Joe this is great and timely post! I have been talking to people about how Apple is using their Siri Personal Assistant and the eventual application to healthcare. There are systems with the ability to take a dictated note and pass the information into an EMR template to data mine the clinical elements. Of course most providers are using dragon to populate their note templates. However, the QA falls squarely on the person that has to sign the note. This is no different than accepting a transcription document, and signing and filing it without reading it.
I guess that as more people use technology, the expectation level of accuracy and "error free" increases.
AJR statement that: "breast imaging reports generated with automated speech recognition software are eight times more likely to contain major errors than those generated with conventional dictation transcription." Just means that after a transcriptionist completes the note, it goes to a QA person before it is released to the provider (I worked for a transcription company in a previous life). QA of speech recognition is incumbent on the speaker.
AJR jumped to a conclusion about the technology without fully understanding the two processes.


Right you are! As a speech recognition reseller in a prior life, I used to start every discussion by suggesting that if the users were willing to adapt to the technology, we could have a meaningful discussion, but if the expectation was that the technology would adapt to the user, it would be a short discussion. I place some of the blame on the entities teaching users how to use the technology. If proper use habits are established from the beginning, users should have the discipline to correct errors. If not stressed, "you get what you pay for" and there will be errors!
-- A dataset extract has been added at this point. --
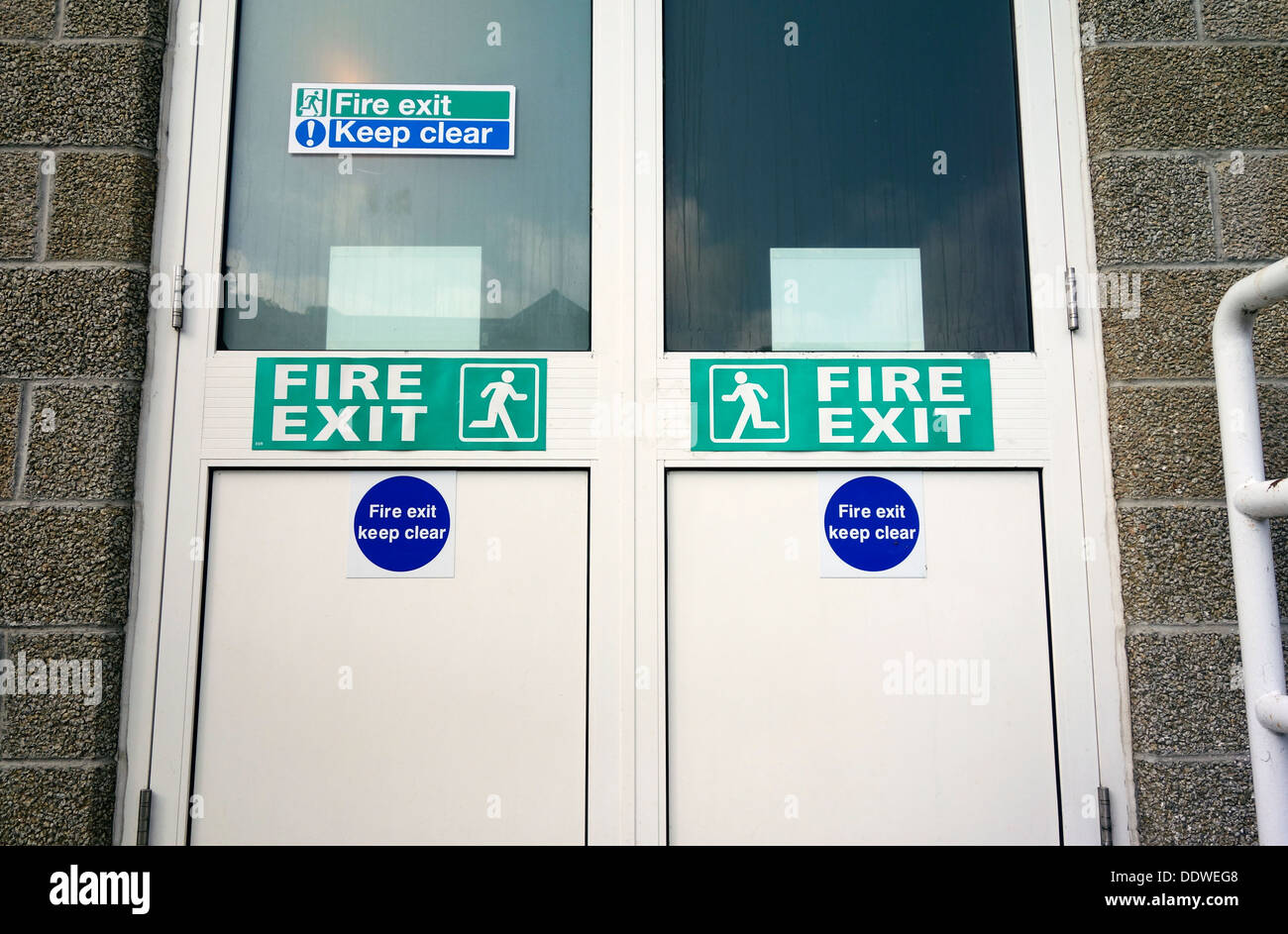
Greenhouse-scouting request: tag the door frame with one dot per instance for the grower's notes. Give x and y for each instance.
(632, 418)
I'm waiting for the funny misinterpretations of Apple's Siri - just like those for medical dictation using speech recognition!
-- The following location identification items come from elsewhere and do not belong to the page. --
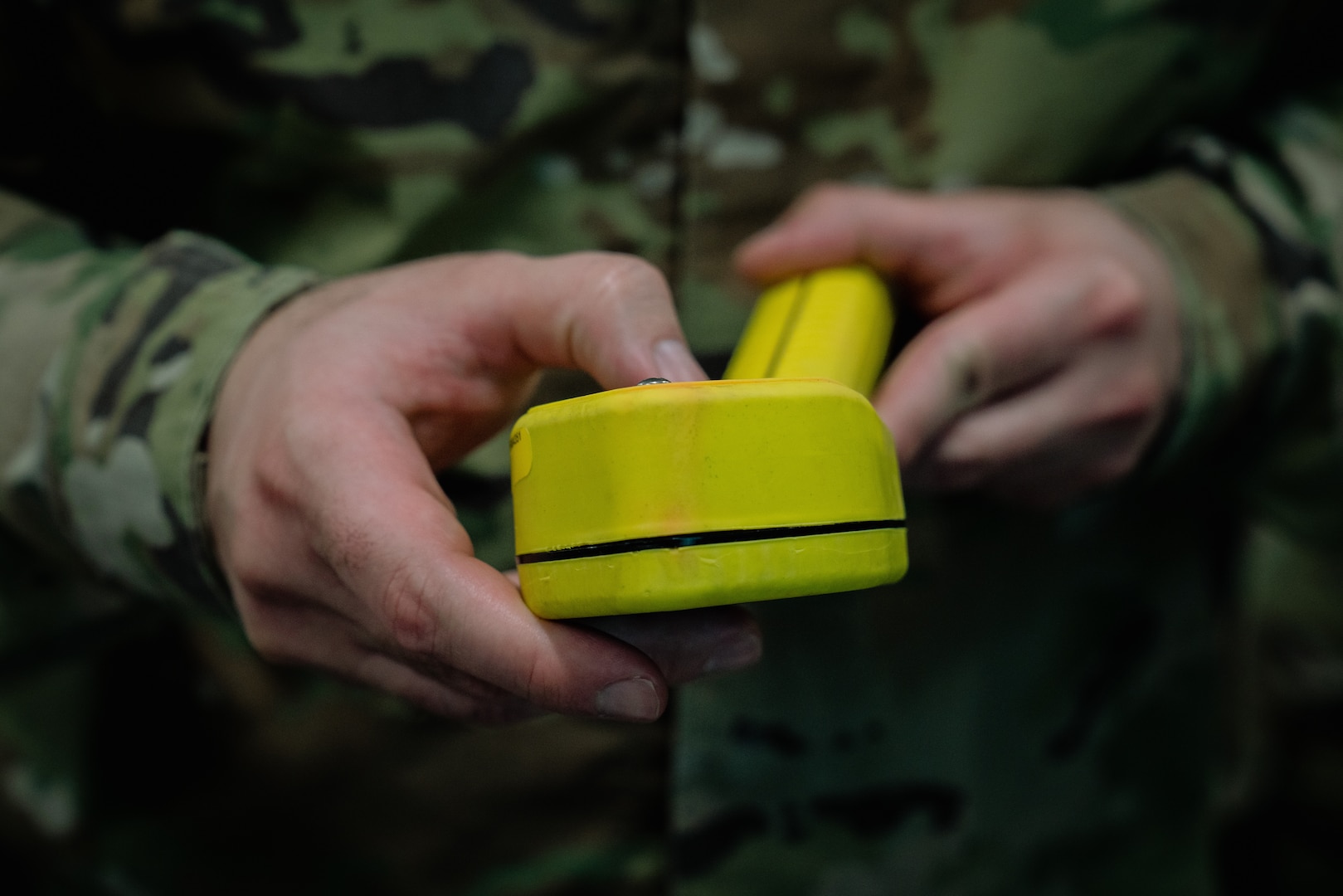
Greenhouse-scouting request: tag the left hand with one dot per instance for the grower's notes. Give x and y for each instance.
(1053, 351)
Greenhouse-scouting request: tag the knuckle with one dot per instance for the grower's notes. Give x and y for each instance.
(411, 621)
(1132, 401)
(1119, 303)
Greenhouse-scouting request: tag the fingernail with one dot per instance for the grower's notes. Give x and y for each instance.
(737, 653)
(676, 363)
(631, 700)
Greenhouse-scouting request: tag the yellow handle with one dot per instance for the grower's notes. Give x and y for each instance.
(833, 324)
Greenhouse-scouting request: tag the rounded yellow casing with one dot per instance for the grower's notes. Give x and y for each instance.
(687, 494)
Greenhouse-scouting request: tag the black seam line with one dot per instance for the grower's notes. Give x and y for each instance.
(790, 327)
(724, 536)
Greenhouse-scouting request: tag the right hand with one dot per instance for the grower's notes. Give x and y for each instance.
(338, 546)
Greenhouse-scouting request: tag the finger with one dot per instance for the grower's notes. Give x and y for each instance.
(689, 644)
(299, 631)
(609, 314)
(926, 240)
(1080, 429)
(395, 543)
(994, 345)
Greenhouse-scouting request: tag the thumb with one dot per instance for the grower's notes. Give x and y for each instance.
(609, 314)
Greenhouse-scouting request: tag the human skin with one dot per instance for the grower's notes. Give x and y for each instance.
(1048, 366)
(1053, 347)
(338, 543)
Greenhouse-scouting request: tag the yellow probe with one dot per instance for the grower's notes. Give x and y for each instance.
(776, 481)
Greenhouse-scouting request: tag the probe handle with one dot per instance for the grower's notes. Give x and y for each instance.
(833, 324)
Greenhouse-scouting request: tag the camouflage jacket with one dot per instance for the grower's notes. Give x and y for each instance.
(1049, 704)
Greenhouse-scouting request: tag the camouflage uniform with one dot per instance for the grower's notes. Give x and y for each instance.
(1049, 704)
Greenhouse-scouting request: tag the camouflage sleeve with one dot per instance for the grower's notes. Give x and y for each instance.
(109, 364)
(1256, 241)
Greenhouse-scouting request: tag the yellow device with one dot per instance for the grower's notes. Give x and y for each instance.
(779, 481)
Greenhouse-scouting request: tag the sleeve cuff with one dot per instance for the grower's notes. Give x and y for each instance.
(141, 384)
(1226, 299)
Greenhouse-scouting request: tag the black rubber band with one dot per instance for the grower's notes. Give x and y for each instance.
(726, 536)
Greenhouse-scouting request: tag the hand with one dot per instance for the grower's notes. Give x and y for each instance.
(338, 546)
(1053, 351)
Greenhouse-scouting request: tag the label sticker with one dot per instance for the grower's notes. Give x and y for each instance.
(520, 455)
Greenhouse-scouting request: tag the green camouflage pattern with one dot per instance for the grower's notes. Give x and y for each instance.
(1049, 704)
Terrific post. It certainly generalizes to all forms of supervised machine learning that you're describing. If the system is designed to learn and we don't teach it, we're to blame. Of course, that expectation is rarely set with users.
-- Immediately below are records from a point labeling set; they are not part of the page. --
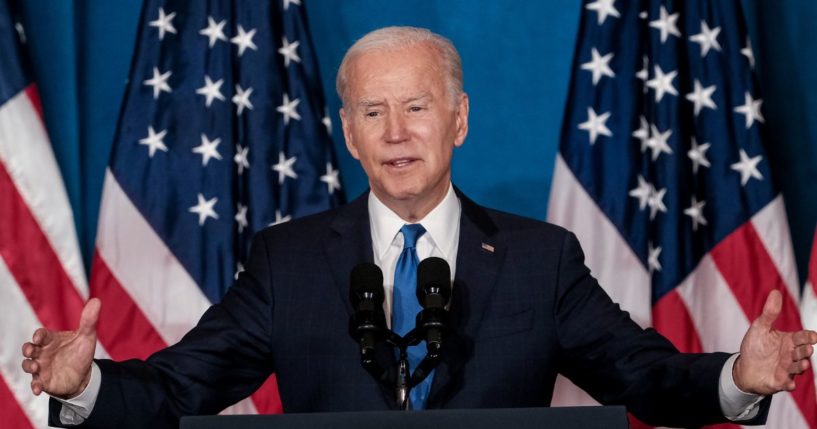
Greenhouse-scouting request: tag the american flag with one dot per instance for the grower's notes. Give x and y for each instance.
(42, 279)
(223, 132)
(808, 304)
(662, 174)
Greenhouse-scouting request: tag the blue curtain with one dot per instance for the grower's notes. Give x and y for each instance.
(516, 57)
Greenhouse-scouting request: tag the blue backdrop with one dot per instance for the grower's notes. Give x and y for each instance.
(516, 56)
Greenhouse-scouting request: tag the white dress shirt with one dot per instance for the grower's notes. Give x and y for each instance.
(441, 239)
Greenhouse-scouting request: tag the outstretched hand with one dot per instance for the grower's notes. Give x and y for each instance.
(770, 359)
(60, 361)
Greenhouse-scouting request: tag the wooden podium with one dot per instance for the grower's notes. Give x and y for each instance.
(506, 418)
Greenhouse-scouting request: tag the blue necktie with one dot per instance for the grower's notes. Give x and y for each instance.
(406, 307)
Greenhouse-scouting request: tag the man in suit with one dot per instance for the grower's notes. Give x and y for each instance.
(524, 305)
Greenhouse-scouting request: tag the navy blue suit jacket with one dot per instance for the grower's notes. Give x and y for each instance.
(524, 311)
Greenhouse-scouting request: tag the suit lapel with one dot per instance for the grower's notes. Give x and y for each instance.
(480, 256)
(349, 243)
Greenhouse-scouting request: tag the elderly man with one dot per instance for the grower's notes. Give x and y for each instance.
(524, 305)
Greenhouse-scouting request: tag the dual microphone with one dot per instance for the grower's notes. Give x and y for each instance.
(368, 324)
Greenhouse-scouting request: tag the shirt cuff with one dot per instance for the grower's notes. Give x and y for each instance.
(75, 410)
(736, 404)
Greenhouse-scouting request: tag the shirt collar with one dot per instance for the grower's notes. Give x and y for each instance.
(441, 224)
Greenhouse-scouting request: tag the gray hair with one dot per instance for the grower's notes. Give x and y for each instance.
(402, 37)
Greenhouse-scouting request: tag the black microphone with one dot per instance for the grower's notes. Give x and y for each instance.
(433, 292)
(368, 325)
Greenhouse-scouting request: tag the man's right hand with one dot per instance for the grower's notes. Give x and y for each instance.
(60, 361)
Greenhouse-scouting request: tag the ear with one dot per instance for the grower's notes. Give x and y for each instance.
(347, 134)
(462, 120)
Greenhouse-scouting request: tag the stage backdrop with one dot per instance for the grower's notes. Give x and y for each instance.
(516, 56)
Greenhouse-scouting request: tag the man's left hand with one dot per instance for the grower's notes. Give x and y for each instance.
(770, 359)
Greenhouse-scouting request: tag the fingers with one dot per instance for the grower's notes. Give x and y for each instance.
(802, 352)
(41, 337)
(771, 309)
(804, 337)
(31, 366)
(797, 368)
(89, 317)
(31, 351)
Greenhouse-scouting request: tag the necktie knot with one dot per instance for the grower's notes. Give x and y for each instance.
(411, 233)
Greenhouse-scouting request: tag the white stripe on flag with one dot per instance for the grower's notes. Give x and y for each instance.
(607, 254)
(26, 152)
(772, 227)
(145, 267)
(718, 317)
(19, 322)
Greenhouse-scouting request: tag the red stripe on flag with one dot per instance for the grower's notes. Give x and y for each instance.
(266, 398)
(672, 319)
(747, 268)
(812, 265)
(123, 328)
(34, 97)
(33, 262)
(10, 410)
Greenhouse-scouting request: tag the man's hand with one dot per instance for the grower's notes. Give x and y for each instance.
(770, 359)
(60, 361)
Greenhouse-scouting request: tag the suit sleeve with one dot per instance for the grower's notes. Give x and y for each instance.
(618, 363)
(224, 359)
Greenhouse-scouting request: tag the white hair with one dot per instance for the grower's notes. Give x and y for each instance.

I just attended AHIMA ( two weeks ago and speech recognition with NLP was discussed and shown by multiple vendors as well as in educational sessions. Not something I can discuss since we have an NLP offering. That said, what's new with speech recognition is performance and paradigms is actual dialogues with physician users. There's more value to providing some feedback to the stack that includes ASR. Will it take another decade before we get the cadence right? I hope not.

One of the big take-homes for me from reading your post is that it's more worthwhile than I realized to spend the time to correct speech recognition with the tools provided.  They cannot learn without patient (as in patience) teaching!